La cara de aquel ogro era espantosa, casi congestionada debido a las grasas de las que era presa su enorme cuerpo, con largos y finos bigotes lacios igual que su escaso cabello, similar a cuerdas o alambres. Sus ojos, igual de pequeños que el resto de sus congéneres, desprendían una maldad y un desprecio hacia toda forma de vida que infundían ciertamente pavor. Un ser que, como supuso Iyúnel, sería todo crueldad.
Cuando el gran ogro se percató que la princesa y sus guardianes estaban allí, alzó la vista de forma casi imperceptible, pues el inexistente cuello y la ingente papada parecían impedir cualquier movimiento de su testa. Levantó una mano y todos los ogros se callaron, sólo rompía el silencio los alaridos de los luchadores del pozo.

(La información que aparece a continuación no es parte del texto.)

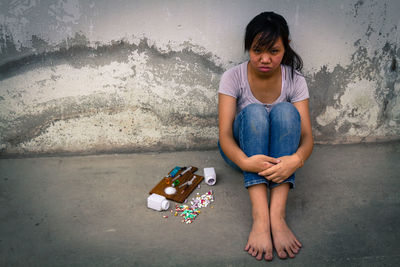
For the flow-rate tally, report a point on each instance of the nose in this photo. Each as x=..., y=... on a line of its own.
x=265, y=58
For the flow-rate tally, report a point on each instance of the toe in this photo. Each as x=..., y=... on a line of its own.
x=295, y=248
x=282, y=254
x=259, y=256
x=290, y=253
x=250, y=251
x=254, y=253
x=268, y=256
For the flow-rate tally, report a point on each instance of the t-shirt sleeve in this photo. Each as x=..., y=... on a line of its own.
x=229, y=83
x=299, y=90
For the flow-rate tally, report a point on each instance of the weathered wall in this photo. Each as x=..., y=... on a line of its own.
x=110, y=76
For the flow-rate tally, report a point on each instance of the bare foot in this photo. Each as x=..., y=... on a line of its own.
x=259, y=241
x=285, y=242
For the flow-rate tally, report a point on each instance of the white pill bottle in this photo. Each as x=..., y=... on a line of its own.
x=157, y=202
x=209, y=176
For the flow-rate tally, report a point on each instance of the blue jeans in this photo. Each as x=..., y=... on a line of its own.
x=275, y=134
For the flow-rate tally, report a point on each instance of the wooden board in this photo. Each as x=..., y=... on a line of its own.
x=182, y=193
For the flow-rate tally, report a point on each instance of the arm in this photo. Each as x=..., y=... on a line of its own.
x=289, y=164
x=226, y=116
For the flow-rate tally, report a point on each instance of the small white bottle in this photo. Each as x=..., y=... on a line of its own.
x=209, y=176
x=157, y=202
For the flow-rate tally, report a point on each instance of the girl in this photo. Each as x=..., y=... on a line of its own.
x=265, y=129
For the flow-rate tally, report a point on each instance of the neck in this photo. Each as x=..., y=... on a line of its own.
x=264, y=76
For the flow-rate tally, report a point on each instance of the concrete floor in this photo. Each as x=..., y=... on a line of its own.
x=91, y=211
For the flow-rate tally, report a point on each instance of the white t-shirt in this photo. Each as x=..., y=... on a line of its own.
x=234, y=82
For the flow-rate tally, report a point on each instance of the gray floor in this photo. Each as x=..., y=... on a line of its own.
x=91, y=211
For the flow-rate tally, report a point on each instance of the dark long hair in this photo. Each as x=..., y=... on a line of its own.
x=268, y=27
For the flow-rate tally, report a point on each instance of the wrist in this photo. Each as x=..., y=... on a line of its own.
x=243, y=164
x=299, y=159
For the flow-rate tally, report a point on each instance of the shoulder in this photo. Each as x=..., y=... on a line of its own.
x=236, y=71
x=232, y=80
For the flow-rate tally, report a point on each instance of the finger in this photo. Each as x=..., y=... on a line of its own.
x=268, y=171
x=276, y=179
x=273, y=160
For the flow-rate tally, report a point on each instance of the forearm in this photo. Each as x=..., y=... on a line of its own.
x=305, y=148
x=233, y=151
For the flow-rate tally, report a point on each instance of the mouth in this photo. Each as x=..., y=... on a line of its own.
x=264, y=69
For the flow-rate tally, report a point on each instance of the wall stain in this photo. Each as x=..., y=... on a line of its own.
x=194, y=70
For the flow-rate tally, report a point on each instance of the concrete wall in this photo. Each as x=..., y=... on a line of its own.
x=112, y=76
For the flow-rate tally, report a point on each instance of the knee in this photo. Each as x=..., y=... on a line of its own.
x=255, y=112
x=285, y=112
x=255, y=119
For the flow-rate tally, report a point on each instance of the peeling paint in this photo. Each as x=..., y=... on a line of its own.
x=65, y=88
x=142, y=94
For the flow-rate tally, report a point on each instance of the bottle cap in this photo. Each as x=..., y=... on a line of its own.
x=165, y=204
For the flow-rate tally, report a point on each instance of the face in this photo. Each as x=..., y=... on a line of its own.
x=266, y=61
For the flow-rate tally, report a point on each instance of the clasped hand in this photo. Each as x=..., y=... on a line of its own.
x=273, y=169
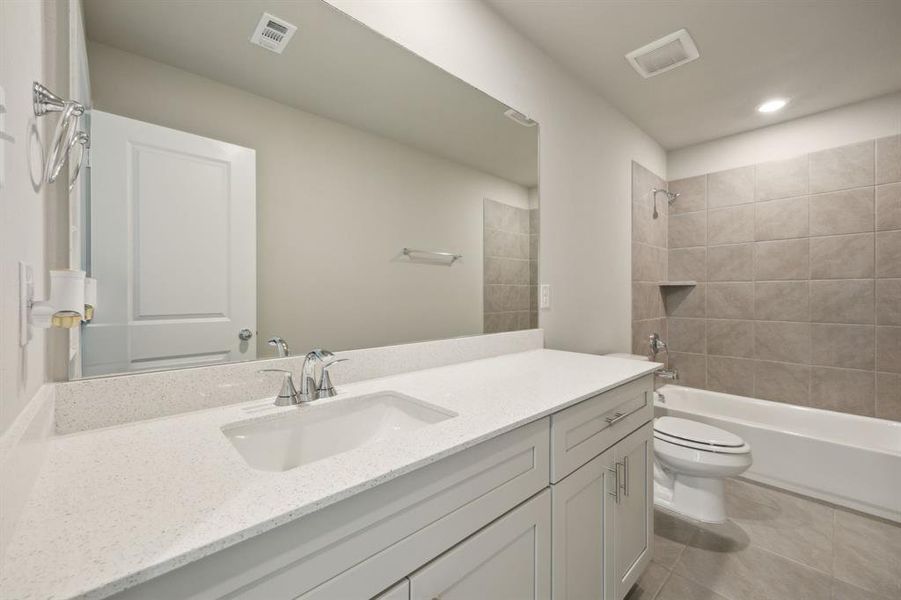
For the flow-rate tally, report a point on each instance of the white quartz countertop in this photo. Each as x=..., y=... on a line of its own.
x=118, y=506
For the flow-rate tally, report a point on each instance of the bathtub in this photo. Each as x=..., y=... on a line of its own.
x=847, y=460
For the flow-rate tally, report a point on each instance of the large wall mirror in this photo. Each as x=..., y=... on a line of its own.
x=339, y=192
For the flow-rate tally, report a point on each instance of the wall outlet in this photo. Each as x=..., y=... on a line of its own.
x=544, y=297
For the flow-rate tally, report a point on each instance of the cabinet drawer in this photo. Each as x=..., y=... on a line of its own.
x=583, y=431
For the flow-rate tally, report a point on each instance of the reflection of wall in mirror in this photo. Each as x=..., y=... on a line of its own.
x=335, y=207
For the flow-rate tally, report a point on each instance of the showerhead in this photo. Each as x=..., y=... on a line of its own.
x=670, y=198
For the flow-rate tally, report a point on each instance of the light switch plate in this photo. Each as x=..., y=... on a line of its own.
x=544, y=297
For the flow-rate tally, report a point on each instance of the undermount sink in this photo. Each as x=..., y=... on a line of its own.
x=313, y=432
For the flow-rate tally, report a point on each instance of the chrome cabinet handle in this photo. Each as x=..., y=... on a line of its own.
x=616, y=417
x=615, y=471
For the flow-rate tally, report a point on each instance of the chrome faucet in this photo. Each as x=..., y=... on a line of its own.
x=281, y=346
x=309, y=389
x=657, y=345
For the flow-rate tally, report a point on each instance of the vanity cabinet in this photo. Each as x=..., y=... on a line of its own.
x=559, y=507
x=508, y=559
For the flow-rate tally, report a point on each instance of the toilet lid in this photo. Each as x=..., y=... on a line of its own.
x=676, y=429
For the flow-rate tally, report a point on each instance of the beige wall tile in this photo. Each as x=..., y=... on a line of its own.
x=687, y=335
x=647, y=302
x=842, y=256
x=730, y=338
x=782, y=341
x=782, y=382
x=843, y=167
x=687, y=264
x=686, y=301
x=687, y=229
x=888, y=349
x=888, y=207
x=888, y=159
x=782, y=259
x=888, y=302
x=888, y=396
x=692, y=368
x=843, y=390
x=732, y=225
x=730, y=300
x=847, y=211
x=506, y=270
x=866, y=553
x=648, y=262
x=692, y=194
x=782, y=178
x=842, y=301
x=730, y=263
x=730, y=375
x=781, y=300
x=847, y=346
x=727, y=188
x=888, y=254
x=781, y=219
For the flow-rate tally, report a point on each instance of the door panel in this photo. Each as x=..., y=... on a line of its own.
x=173, y=247
x=582, y=517
x=508, y=560
x=633, y=514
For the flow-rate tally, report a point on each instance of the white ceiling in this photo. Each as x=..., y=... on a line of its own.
x=334, y=67
x=820, y=53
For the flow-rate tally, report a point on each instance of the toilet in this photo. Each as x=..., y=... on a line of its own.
x=691, y=460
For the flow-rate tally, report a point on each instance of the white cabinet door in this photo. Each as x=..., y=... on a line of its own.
x=398, y=591
x=508, y=560
x=633, y=510
x=172, y=245
x=582, y=519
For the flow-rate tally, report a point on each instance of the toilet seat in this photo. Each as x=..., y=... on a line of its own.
x=698, y=436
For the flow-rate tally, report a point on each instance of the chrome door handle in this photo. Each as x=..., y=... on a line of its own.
x=616, y=417
x=615, y=471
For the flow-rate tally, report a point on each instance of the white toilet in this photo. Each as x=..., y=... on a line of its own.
x=691, y=460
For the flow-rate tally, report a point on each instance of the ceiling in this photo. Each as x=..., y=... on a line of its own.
x=819, y=53
x=333, y=67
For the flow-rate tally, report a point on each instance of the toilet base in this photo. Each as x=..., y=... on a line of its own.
x=699, y=498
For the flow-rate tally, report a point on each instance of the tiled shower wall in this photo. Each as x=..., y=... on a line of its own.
x=511, y=267
x=649, y=258
x=798, y=264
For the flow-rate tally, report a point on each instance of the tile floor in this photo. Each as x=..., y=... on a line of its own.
x=775, y=546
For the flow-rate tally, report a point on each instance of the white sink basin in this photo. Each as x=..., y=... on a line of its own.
x=314, y=432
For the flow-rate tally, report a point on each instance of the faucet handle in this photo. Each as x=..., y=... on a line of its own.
x=326, y=389
x=288, y=395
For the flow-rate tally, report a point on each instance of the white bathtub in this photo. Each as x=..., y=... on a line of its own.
x=847, y=460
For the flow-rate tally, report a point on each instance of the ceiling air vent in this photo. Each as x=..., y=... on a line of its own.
x=272, y=33
x=661, y=55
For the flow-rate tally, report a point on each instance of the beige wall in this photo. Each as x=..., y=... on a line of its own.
x=335, y=206
x=586, y=151
x=857, y=122
x=32, y=215
x=798, y=263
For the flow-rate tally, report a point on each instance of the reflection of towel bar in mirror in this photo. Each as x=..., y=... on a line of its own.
x=453, y=257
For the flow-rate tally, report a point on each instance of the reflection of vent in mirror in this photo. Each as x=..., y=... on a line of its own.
x=273, y=33
x=518, y=117
x=664, y=54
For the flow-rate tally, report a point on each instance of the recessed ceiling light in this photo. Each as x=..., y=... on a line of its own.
x=772, y=105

- ¡Ah, vaya! - su voz era terriblemente gutural y profunda, casi imposible de entender. - La Princesa del Invierno ha despertado.
A un leve gesto suyo, los dos ogros que la custodiaban se aproximaron más a su jefe, acercando a Iyúnel a escasos centímetros suyos. Ella, pese al pánico que le provocaba aquella monstruosa forma de vida, intentó controlar sus temblores y permanecer lo más digna que podía. Era hija de reyes. Si había que morir, sería sin perder el honor.
- Sois un ser mucho más bello visto de cerca, y más aún estando consciente - rió aquella mole. - Creo que debo presentarme. Soy Ghrégug el Devastador, rey de los ogros del valle de Rumm, y os doy la bienvenida a mi humilde morada. Espero que sea de vuestro agrado, porque pasaréis el resto de vuestros días aquí.
El aliento fétido del que se hacía llamar Ghrégug abofeteó a Iyúnel, que no pudo evitar volver la cara. Uno de los que la sujetaban la agarró del pelo y la obligó a mirarle.
- Os acabaréis acostumbrando, os lo aseguro - continuó Ghrégug. - No deseo vuestra muerte, de verdad. Igual que los hombres tenéis perros, caballos, gatos como mascotas… vos seréis la mía. De modo que os recomiendo que os habituéis a ello rápidamente, o de lo contrario moriréis.
- Quizá muera, o quizá no - soltó Iyúnel sin pensar. - Lo que está claro es que pronto uno de los dos lo hará. Eso lo juro por mi honor.
Los ogros estallaron en carcajadas al escuchar las osadas palabras de la pobre joven princesa. Sus risas hicieron retumbar hasta las entrañas de la caverna.
- Llevaos de aquí a mi mascota y adecentadla un poco - Ghrégug disfrutaba con aquello. - Cuando esté lista, traedla y encadenadla a mi diván. Vamos a ser muy buenos amigos.